When I began working at the post office, I was overwhelmed by the numbers, names and systems I needed to learn. For example, most large parcels are delivered by airline cargo personnel to the loading bay at the back of the post office. We unload, sort and electronically scan all of those parcels. Then we label them and write up package-arrival slips (to be placed in mailboxes) and then line them up systematically on shelves so we can find them later.
If any of the parcels in the shipment are destined for one of the outlying communities (mostly villages) served directly by the Dillingham Post Office, we separate them manually from the rest and scan them to direct them to their next destination. We load them onto carts to be dispatched to another airline.
We handle small parcels somewhat differently, but the overall goal is the same.
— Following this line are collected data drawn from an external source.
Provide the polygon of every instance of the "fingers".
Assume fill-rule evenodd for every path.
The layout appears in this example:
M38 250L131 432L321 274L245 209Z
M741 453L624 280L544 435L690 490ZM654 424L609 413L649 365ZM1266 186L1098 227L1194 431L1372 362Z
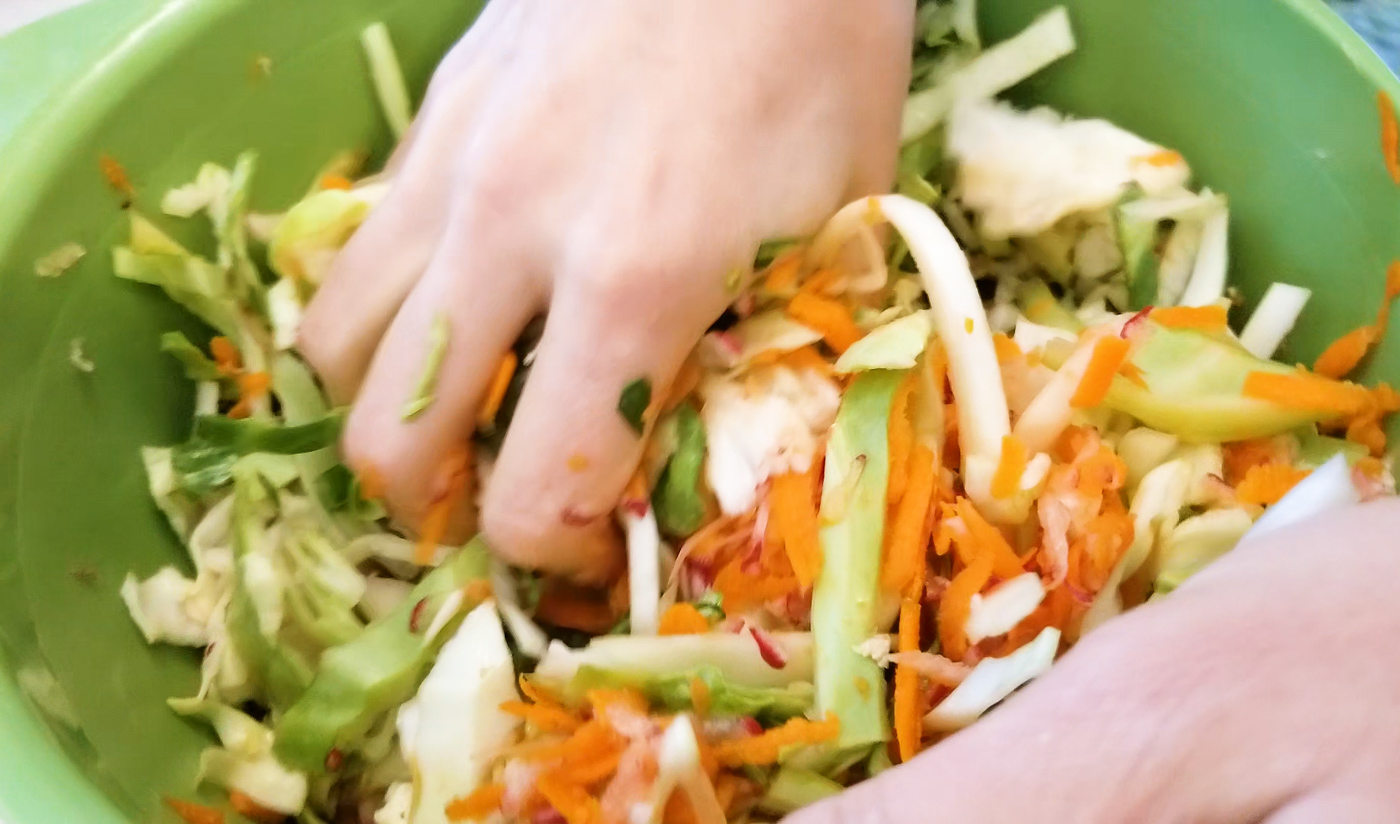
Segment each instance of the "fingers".
M468 67L444 105L415 122L412 151L396 155L388 197L337 256L298 330L302 355L336 403L359 391L380 338L443 239L452 158L467 139L490 72Z
M1286 684L1226 663L1246 649L1221 631L1231 620L1194 600L1130 613L973 727L795 822L1259 820L1330 756L1298 746L1297 698L1274 698ZM935 816L890 800L919 794L939 798Z
M646 381L655 404L724 301L718 270L692 301L668 294L689 282L671 272L602 271L617 274L559 279L482 506L487 540L511 562L595 581L620 563L611 513L642 454L620 396Z
M468 448L501 357L540 306L531 286L537 279L518 268L522 258L473 225L481 224L454 218L453 231L385 334L346 422L346 462L378 473L390 514L410 531L425 523L447 491L444 467ZM434 335L444 329L431 403L408 419ZM465 502L455 508L449 542L467 537L468 509Z

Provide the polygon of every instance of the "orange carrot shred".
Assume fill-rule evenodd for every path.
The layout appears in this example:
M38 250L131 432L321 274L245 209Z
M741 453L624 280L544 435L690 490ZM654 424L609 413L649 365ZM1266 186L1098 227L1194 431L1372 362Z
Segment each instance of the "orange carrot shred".
M360 497L366 501L384 500L384 476L374 464L362 463L355 468L355 480L360 485Z
M113 191L128 200L136 197L136 187L131 185L131 175L126 173L126 167L117 162L115 157L103 152L97 158L97 166L102 170L102 177Z
M1161 326L1208 332L1221 331L1229 322L1224 306L1170 306L1153 309L1150 317Z
M695 358L686 358L681 362L681 368L676 372L676 376L671 379L671 387L666 391L666 401L661 405L664 410L675 409L690 397L696 387L700 385L700 379L704 377L704 370Z
M1123 362L1128 359L1131 347L1132 344L1117 335L1099 338L1069 405L1075 409L1090 409L1103 403L1113 386L1113 376L1118 374Z
M774 294L786 294L797 285L797 276L802 271L802 253L796 249L783 252L768 264L763 277L763 289Z
M253 414L253 404L267 396L272 378L266 372L247 372L238 376L238 403L229 409L230 418L246 418Z
M481 821L501 808L506 788L500 784L485 784L471 795L454 798L447 805L448 821Z
M339 191L349 191L355 188L355 183L345 175L325 175L320 180L322 189L336 189Z
M214 356L214 365L221 375L236 375L243 371L243 359L238 355L238 347L223 335L209 340L209 354Z
M535 617L546 624L594 635L607 633L617 623L609 604L556 581L545 586Z
M575 452L569 456L568 466L570 472L582 472L588 468L588 458Z
M953 576L938 602L938 637L943 654L954 661L967 655L967 619L972 614L972 596L992 579L992 558L979 555L962 572Z
M710 687L699 678L690 679L690 705L701 715L710 711Z
M1400 123L1395 120L1395 102L1385 92L1376 92L1376 108L1381 115L1381 156L1390 179L1400 186Z
M914 450L914 421L909 414L909 403L914 395L914 373L895 390L890 404L889 455L890 463L885 486L885 503L897 506L904 495L904 485L909 480L909 456Z
M836 374L835 366L831 361L822 357L817 350L811 346L804 346L801 349L784 352L778 357L777 362L793 369L814 369L827 377Z
M794 718L781 727L746 738L730 738L715 744L715 759L726 767L744 764L764 766L778 760L783 749L799 744L821 744L841 734L834 714L822 721Z
M971 559L976 556L991 558L992 571L998 578L1015 578L1025 571L1021 559L1017 557L1011 544L1007 543L1006 536L982 517L982 513L977 511L972 501L959 498L952 508L958 520L962 521L964 529L963 532L953 534L953 543L957 546L958 555L963 559L963 563L970 565Z
M228 803L229 806L233 807L234 812L250 821L256 821L258 824L278 824L280 821L287 820L286 815L276 810L269 810L246 793L238 790L233 790L228 794Z
M919 652L921 605L917 598L905 598L899 607L899 651ZM923 724L919 705L919 673L909 664L894 671L894 736L899 760L907 762L919 754Z
M1026 473L1026 463L1030 458L1026 445L1015 435L1001 439L1001 460L997 471L992 475L992 497L1005 500L1021 489L1021 476Z
M546 773L535 782L535 789L568 824L597 824L602 820L598 800L582 787Z
M224 814L213 807L169 796L165 797L165 806L180 816L186 824L224 824Z
M700 635L710 631L710 621L694 604L672 604L661 613L657 635Z
M1021 347L1016 345L1016 341L1001 332L992 335L992 344L996 347L997 363L1007 364L1022 357Z
M820 332L832 349L845 352L865 333L856 325L844 305L806 291L799 292L787 305L788 316Z
M1147 388L1147 378L1138 365L1132 361L1123 361L1123 365L1118 368L1118 374L1123 376L1123 380L1143 389Z
M1371 394L1363 386L1301 371L1251 372L1245 377L1243 394L1290 409L1336 415L1355 415L1371 402Z
M1242 504L1270 505L1288 494L1298 482L1308 477L1306 469L1294 469L1285 464L1264 464L1251 467L1244 480L1235 487L1235 496Z
M938 483L938 459L924 444L914 447L909 488L895 510L885 550L880 583L891 592L904 593L914 586L924 568L928 550L925 524Z
M963 331L967 332L969 335L972 334L972 330L976 327L976 325L977 324L973 322L972 318L963 318Z
M418 544L414 549L413 560L419 565L426 566L432 562L438 545L447 535L452 512L461 503L467 490L470 465L471 453L468 448L454 451L443 461L437 492L432 503L428 504L428 512L418 528Z
M1379 339L1380 330L1375 326L1358 326L1333 341L1313 362L1313 371L1324 378L1344 378Z
M496 373L491 376L491 384L486 388L486 396L481 401L481 411L477 413L476 425L482 429L494 426L496 414L501 411L501 403L506 399L510 379L515 377L515 367L519 364L514 352L506 352Z
M768 500L769 518L782 536L793 575L804 589L811 587L822 569L815 473L789 472L773 478Z
M1186 158L1181 156L1181 152L1172 151L1171 149L1161 149L1152 154L1143 155L1138 158L1138 160L1141 160L1149 166L1156 166L1158 168L1176 166L1186 162Z
M528 721L540 732L571 733L583 722L570 715L563 707L553 704L527 704L524 701L505 701L501 712L522 721Z

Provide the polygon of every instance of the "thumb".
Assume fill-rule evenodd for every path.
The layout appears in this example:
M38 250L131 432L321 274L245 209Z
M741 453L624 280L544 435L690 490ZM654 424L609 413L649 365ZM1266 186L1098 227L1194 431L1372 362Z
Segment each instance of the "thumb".
M1306 759L1296 740L1254 734L1243 705L1259 685L1220 665L1238 652L1214 648L1223 616L1187 594L1105 626L975 726L788 821L1259 820Z

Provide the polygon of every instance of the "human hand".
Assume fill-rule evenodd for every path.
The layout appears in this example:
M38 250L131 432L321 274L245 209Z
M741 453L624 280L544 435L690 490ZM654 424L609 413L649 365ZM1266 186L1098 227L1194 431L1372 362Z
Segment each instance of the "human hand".
M300 348L354 401L344 448L423 522L503 353L548 312L485 489L508 560L596 577L658 394L767 238L888 188L911 0L493 0L439 67L383 204L336 262ZM435 402L404 405L443 314ZM454 538L470 530L460 514Z
M1394 821L1400 504L1248 542L910 764L789 819Z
Ditto for the letters and all of the large correspondence, catalogs and periodicals. Express mail, certified mail and registered mail receive special treatment and have their own special rules.
The naturalist Boyd Shaffer, who spent more than three decades teaching about art and nature at Kenai Peninsula College, once told me that the secret to learning the names of plants was committing to memory only one or two new species each time I went out. Never try to learn it all at once, he said. The same had been true for learning the names and faces of postal customers.
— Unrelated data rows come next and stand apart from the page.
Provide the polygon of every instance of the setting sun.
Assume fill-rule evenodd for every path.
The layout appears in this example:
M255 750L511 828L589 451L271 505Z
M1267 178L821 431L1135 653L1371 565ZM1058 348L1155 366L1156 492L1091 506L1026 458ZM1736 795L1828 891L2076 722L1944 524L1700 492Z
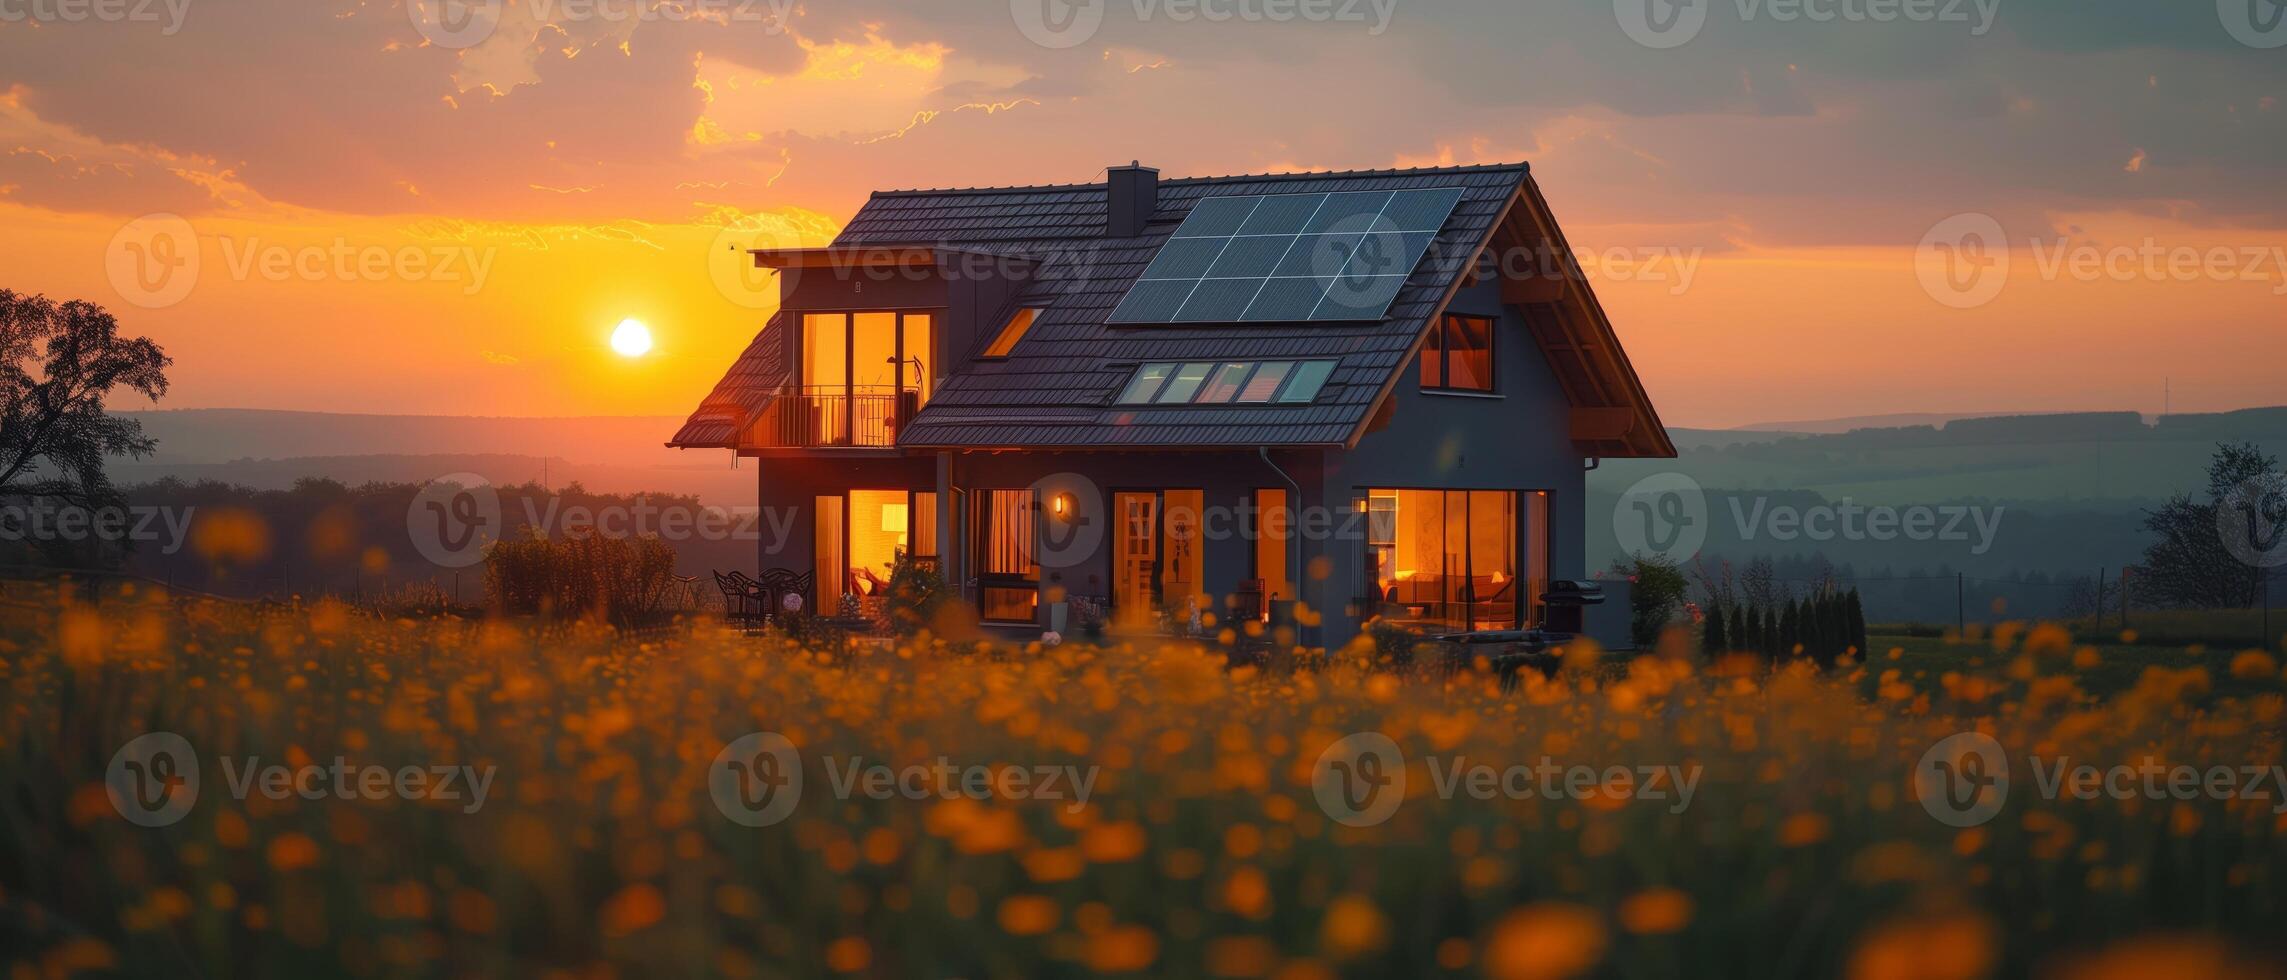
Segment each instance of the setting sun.
M650 353L651 328L644 326L641 320L619 321L619 327L611 332L611 349L622 357L642 357Z

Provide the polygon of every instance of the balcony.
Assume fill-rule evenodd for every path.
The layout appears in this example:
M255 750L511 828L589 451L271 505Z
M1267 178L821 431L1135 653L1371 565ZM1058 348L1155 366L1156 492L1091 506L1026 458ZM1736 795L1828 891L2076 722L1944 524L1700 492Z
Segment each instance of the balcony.
M772 449L888 449L921 408L921 392L888 385L789 385L755 422L755 444Z

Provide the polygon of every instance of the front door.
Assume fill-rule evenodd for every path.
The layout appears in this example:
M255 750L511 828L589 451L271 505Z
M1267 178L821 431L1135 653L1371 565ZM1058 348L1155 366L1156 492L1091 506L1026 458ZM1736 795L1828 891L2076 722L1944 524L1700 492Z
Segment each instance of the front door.
M1112 606L1123 621L1148 617L1158 605L1152 577L1159 566L1159 495L1117 493L1119 539L1112 548Z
In the beginning, I was introduced to hundreds of names and numbers as they flashed daily across my field of vision. It was difficult enough just to put mail in the correct box, let alone absorb all that data. At times I played little games with myself to help me retain information. For instance, I tried to figure out which Dillingham surname appeared most often on the mailboxes at the post office.
At first, my eye was drawn to names that seemed unusual to me and more indigenous to western Bristol Bay, such as Heyano, Savo, Illutsik, Hiratsuka, Chythlook, Wassillie and Noden. Later, I became aware of the preponderance of Olsons and Olsens, Nelsons and Nielsens, Andrews and Andrewses, Larsons and Larsens, etc. But it wasn’t until I discovered a log of postal names that I learned the truth. While the second-place surname occupied 14 boxes, that was less than half the number of the first-place name — Johnson. So much for exotica.
Anyway, gradually over the last seven months, I have been figuring things out — connecting the dots and learning to do my job with an acceptable level of skill.
The real frontline troops, however, have been — and will continue to be — my co-workers: Postmaster Penny Johnston and her husband, Chuck, both recent transfers from longtime positions with the Soldotna Post Office, and Jane Norbert, who attended school in Dillingham and has been working at the post office here for 16 years.
This trio of highly skilled postal workers is so much swifter and more competent than I am that their efforts almost appear like magic to me sometimes. And Dillingham’s mail is in fine hands with them in control.
I appreciate all I’ve learned and the opportunity to integrate more fully into this community. And I know that — after I end my postal tenure in mid-January to increase my freelance journalism and my part-time employment with the University of Alaska — that I’ll have an even greater appreciation for all the effort it takes to get me my mail.
Clark Fair, a resident of the Kenai Peninsula for more than 50 years, is a lifetime Alaskan now living in Dillingham.